エスカレータに乗って立ち止まっている私の横を、大学生とおぼしき男 — というよりは英語でboyと言った方がしっくり来る — が足早に追い抜いて行く。片手に少年ジャンプを、まるで聖書のように抱えながら。その姿を見送りながらふと考えたこと。

なぜ20年前の自分は、大学のサークルの部室であんなに長い時間を費やしてマンガを読みあさっていたのだろう?今現在でも学生室に行けばジャンプやサンデーや、数シリーズの単行本コレクションが積まれている。たまに超多忙な時に突然30分とか1時間とか現実逃避をしにいく事は有るが、日常習慣的に読む事は無い。だから思う。なぜ — ちょうど今現在目の前にいる学生たちと同じ様に — 昔はあれだけの時間をマンガに費やしていたのだろうか、と。

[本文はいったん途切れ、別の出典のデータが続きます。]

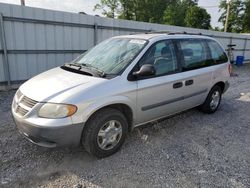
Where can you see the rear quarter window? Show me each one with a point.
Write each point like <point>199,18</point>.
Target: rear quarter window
<point>195,54</point>
<point>217,53</point>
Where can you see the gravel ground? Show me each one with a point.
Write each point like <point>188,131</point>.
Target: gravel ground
<point>191,149</point>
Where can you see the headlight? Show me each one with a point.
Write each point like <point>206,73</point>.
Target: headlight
<point>54,111</point>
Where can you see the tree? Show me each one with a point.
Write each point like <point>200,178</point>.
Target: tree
<point>110,8</point>
<point>235,20</point>
<point>246,17</point>
<point>197,17</point>
<point>176,11</point>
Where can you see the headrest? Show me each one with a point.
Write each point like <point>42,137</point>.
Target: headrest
<point>188,52</point>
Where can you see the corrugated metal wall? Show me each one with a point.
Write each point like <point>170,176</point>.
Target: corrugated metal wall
<point>38,39</point>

この問いに対する答えは、まだはっきりとはわからない。ただ現時点での考えは、いかにそれまで自分の知らなかった広い世界が存在するのかということを、確認する作業だったのではないか、ということ。高校生だった頃、受験勉強と部活と家だけで完結していたころには知らなかったそれは、歴史であったり料理であったり、格闘技であったりあるいは自分と完全に違う場所で同じ時間をパラレルに生きている違う世界の人間であったり。

高校生のころはそれなりに違う世界への憧れはあった。例えばロックに憧れていた。でもその向こうに見える世界は、西欧、あるいはポップカルチャーというある意味画一的な世界だ。その世界には詳しくなった。ある程度。しかし大学のサークルの部室に散らばっていたマンガは、全然違う、もっと広い世界のことをを知っている人がいる — しかも案外身近に — ことを伝えていたのではないだろうか。

じゃあ、今なぜ読まなくなったのか。多分、少し長く生きて、世の中だいたい何がどこにあるか見える様になったからではないか、というのが今の見解。何がアフリカにあって、何が歌舞伎町にあって、何がワシントンD.C.にあって、何が六本木ヒルズにあって…多分、今の自分にとっての「新しい世界」の質が変わったのだろう。 (それとも単に「忙しく」なっただけかも知れないが)

最後の疑問。高校を卒業して大学に入った若者に、新しい世界を見せるのは本来大学の — この場合は狭義の大学、すなわち講義だったり研究だったり — の役割だったんじゃないのか? これに対する答えは、(大学の)黒板に書かれていた数式の向こうに見えた世界があまりに抽象的すぎたからか、あるいは同じ世代からのメッセージの方が強く伝わったからか — まだよくわからない。